Cyril gave her a rambling answer. She ran quickly down, and told Mrs. Podmore that Mr. Culverhouse had gone out of his mind. He was lying on his bed, and talking ever so queerly. The landlady waddled slowly upstairs, halting to pant at every landing, anxious, but too fat to travel fast, even if the house had been blazing. Just as she reached the first floor the street door bell rang. Sarah ran down to answer it, and found herself face to face with Dr. Saunders.
‘Oh, sir, how lucky you’ve come!’ exclaimed the girl, ‘Mr. Culverhouse has gone out of his mind.’
‘Nonsense, girl!’
The doctor ran upstairs and sat down by Cyril’s bed. He found him very weak, and with a good deal of fever about him. He answered Dr.

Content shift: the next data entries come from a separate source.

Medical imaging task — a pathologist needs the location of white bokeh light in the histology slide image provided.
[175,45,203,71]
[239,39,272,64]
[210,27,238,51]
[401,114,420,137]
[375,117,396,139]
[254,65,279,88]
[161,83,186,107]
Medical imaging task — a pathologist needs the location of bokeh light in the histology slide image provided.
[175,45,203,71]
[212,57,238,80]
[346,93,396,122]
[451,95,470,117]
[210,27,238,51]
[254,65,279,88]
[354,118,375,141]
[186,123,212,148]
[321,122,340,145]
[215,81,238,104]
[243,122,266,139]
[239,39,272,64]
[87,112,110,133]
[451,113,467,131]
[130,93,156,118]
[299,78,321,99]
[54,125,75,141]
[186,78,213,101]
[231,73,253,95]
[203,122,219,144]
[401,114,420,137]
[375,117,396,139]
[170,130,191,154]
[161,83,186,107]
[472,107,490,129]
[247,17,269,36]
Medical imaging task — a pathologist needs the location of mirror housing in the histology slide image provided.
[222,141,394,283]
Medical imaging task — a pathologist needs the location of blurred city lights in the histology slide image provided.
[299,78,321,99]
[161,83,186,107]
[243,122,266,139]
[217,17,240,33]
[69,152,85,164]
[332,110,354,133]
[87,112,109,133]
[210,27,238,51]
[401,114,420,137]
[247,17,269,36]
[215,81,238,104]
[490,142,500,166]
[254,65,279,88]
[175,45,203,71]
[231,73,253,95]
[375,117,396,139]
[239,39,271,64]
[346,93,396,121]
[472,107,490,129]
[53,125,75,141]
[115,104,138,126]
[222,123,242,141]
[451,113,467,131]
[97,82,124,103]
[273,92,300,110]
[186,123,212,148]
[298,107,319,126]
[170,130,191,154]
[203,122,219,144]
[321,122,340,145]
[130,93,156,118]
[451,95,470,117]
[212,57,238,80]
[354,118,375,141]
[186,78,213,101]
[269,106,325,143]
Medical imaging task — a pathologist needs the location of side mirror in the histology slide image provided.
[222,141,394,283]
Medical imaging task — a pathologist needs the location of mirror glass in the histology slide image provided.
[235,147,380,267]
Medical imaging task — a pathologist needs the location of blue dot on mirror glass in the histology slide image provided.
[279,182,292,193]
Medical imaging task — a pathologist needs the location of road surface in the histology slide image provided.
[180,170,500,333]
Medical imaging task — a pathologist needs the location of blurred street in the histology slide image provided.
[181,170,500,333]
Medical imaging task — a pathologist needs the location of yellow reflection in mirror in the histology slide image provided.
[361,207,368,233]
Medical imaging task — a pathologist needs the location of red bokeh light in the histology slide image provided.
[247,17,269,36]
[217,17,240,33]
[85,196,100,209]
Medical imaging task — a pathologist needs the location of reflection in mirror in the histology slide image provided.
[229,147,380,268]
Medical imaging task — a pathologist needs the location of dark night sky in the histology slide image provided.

Saunders’s questions with difficulty, and had a distressed and anxious look about his brow and eyes.
‘I’ve some good news for you,’ said the doctor, cheerily. ‘Emmanuel Joyce rallied considerably during the night, and it’s Bolling’s opinion that he’ll mend.’
‘I’m very glad of that,’ said Cyril, faintly.
‘Now how about nursing?’ inquired Mr. Saunders.
‘This is a case of exhaustion and low fever. Mr. Culverhouse has been overworking himself lately, and he’s thoroughly worn out. He will want a great deal of care. Good nursing will be important.’
‘As far as my strength will let me he shall have every care,’ protested Mrs. Podmore. ‘But I can’t boast of a strong constitution, and I’m troubled with my breath if I move about much. But as to beef tea, and chicken broth, and jelly, I can make them as well as any one.’
‘Beef tea and broth will be wanted; but the chief thing is to see that he takes them. He must have nourishment every half-hour. Look here, my good girl,’ said Dr. Saunders, turning to the servant, ‘you must help your mistress to nurse this gentleman day and night, till we can get a professional nurse.’
‘Yes, sir,’ said Sarah.
‘I can make up a bed on the sitting-room sofa,’ said Mrs. Podmore, ‘so as to be always close at hand.’
‘Yes, but that won’t be much use if you’re a heavy sleeper,’ answered the doctor.
‘I’m a very light sleeper, sir. I sometimes hear the church clock strike every hour of the night.’
‘Living so near the belfry I hardly wonder that you do,’ said the doctor.
He gave full directions as to what was to be done for his patient. It was not a case for drugs, but for care and nourishment. The loss of blood, coming upon a constitution much worn with work and watching, had caused a greater shock to the system than Dr. Saunders, or even Dr. Bolling, had apprehended.
In the next street the parish doctor ran against Mr. Pudge, a man with a pale fat face, greasy, smeared with printers’ ink, sub-editor of theBridford Chronicle.
‘How are your patients going on?’ asked Mr. Pudge. ‘Any abatement of the epidemic?’
‘None, I am sorry to say: but I’ve got a patient in Church Street that I’m more concerned about than all my cholera patients.’
‘Who is that?’
‘Mr. Culverhouse. He’s down with fever. Overwork and anxiety have brought it on. He’s been working as hard as that French bishop you’ve read about when the plague was raging at Marseilles.’
‘Ay, to be sure,’ said the sub-editor, who had never heard of the bishop or the plague at Marseilles, and who booked the fact as a good starting-point for his next leading article on the Bridford pestilence.
It was Friday afternoon, and Mr. Pudge was hastening to his office to see theChroniclethrough the press. He did not forget to put in a paragraph, with a side heading,—
‘Serious Illness of the Rev. C. Culverhouse.—We regret to hear that this gentleman, whose indefatigable labours among our suffering poor during the prevailing epidemic have been beyond all praise, has at length broken down under the burden imposed upon him, and is confined to his bed with a severe attack of fever.’